The purpose of this thesis is to study a number of such transformations in detail and make a comparing study of the discrete and continuous case.

Supervisors: Hendrik De Bie (S8, office 130.062) and Joris Van der Jeugt

Subject 2: Study of the symplectic Dirac operator

The goal of this master thesis subject is to go through a recent book of Habermann and Habermann, which deals with the symplectic Dirac operator. This differential operator is, in comparison to the classical orthogonal invariant Dirac operator, invariant under the symplectic group. The consequence is that one has to use symplectic Clifford algebras, which act on the infinite dimensional space of symplectic spinors. Knowledge of differential geometry is necessary, since this operator has to be constructed very generally.

Supervisor: Hendrik De Bie (S8, office 130.062)

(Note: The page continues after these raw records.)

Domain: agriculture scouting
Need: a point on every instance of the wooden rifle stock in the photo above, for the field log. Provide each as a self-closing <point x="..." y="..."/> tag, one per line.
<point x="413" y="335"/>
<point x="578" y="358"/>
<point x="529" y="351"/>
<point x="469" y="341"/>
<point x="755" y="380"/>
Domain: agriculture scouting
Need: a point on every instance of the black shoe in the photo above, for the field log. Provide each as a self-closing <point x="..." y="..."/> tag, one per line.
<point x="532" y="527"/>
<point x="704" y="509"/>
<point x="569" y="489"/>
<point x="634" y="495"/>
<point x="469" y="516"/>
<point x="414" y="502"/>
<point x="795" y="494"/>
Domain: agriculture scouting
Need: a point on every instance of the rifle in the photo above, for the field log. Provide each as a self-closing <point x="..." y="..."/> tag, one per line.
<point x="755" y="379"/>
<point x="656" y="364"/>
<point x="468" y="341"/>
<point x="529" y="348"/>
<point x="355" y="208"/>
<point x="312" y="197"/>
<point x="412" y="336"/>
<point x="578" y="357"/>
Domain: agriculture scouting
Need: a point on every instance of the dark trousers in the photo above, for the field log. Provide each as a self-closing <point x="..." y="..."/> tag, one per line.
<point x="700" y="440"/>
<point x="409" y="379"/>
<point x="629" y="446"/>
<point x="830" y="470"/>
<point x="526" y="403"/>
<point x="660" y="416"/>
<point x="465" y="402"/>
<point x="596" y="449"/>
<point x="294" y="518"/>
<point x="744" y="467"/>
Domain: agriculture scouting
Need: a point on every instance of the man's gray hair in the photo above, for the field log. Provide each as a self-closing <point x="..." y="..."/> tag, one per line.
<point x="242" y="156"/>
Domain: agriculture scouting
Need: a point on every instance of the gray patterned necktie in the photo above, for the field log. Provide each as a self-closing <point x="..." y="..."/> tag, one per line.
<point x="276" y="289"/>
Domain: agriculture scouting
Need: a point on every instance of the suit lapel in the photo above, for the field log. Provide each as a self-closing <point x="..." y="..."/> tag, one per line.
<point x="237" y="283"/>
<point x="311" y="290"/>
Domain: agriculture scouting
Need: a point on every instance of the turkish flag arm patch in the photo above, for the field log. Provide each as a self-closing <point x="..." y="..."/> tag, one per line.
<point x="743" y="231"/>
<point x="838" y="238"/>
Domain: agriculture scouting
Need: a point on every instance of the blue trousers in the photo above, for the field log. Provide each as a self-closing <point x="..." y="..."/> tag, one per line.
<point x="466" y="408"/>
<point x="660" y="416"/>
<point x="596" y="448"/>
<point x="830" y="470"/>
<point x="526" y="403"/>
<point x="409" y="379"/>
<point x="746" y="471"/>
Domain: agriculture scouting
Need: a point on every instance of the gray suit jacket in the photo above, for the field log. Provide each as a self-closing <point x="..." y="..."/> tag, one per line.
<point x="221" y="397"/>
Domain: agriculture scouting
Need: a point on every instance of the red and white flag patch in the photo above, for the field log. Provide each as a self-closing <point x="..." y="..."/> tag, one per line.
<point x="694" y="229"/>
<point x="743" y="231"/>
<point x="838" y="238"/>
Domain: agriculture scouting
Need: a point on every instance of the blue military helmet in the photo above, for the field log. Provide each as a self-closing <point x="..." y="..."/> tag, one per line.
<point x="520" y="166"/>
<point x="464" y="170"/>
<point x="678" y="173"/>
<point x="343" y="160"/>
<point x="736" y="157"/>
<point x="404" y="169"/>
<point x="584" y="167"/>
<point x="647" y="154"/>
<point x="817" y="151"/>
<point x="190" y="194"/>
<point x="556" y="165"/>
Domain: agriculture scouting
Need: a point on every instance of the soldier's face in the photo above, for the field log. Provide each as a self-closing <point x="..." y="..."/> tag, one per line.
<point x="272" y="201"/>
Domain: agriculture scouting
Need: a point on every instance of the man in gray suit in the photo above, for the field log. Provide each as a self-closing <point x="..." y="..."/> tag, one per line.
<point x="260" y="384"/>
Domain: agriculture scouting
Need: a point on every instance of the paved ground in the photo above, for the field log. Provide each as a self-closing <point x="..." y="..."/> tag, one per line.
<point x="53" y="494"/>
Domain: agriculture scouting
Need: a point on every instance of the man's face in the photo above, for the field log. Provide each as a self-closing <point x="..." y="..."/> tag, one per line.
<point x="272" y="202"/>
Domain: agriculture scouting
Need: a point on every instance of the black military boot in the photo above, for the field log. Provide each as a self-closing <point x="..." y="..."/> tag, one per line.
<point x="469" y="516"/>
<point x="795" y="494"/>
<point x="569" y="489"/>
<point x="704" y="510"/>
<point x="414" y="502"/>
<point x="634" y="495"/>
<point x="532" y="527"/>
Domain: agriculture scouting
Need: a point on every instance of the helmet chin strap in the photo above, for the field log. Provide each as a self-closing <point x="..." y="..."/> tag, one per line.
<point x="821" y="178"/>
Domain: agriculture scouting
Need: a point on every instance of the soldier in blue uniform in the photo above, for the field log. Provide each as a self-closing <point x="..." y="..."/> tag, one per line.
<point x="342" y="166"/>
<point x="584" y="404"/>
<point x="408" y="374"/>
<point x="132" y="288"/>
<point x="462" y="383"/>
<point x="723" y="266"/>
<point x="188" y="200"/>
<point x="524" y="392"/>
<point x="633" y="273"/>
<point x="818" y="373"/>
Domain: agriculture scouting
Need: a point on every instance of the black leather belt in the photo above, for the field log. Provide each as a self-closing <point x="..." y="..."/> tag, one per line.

Subject 3: Tensor product representations for Lie (super) algebras

The goal of this thesis is on the one hand a study of some known techniques from representation theory of Lie algebras, and on the other hand an application on open questions for Lie super algebras. First, the technique of Littlewood-Richardson and Young tableaus will be applied to tensor powers of the fundamental representations of the linear and orthogonal Lie algebra. Together with taking trace-representation, this offers a new framework to study the complete reducibility of representations of the orthosymplectic Lie super algebra.

Supervisor: Hendrik De Bie (S8, office 130.062)

Subject 4: Hermitian Clifford analysis

Hermitian Clifford analysis is a refinement of orthogonal Clifford analysis, where the classical Dirac operator is rewritten as the sum of two complex differential operators. The consequence of this approach is that it leads to a much richer function theory, which consists of complex analysis in several vector variables.

The goal of this subject is to investigate a number of recent papers thoroughly. After a study of the basic frame work, there are a number of different possibilities, namely a study of the polynomial null solutions (the so-called h-monogenic system), fundamental solutions, Cauchy-Kowalevskaya extensions, etc.

Supervisors: Hendrik De Bie (S8, office 130.062) and Hennie De Schepper (S8, office 130.064)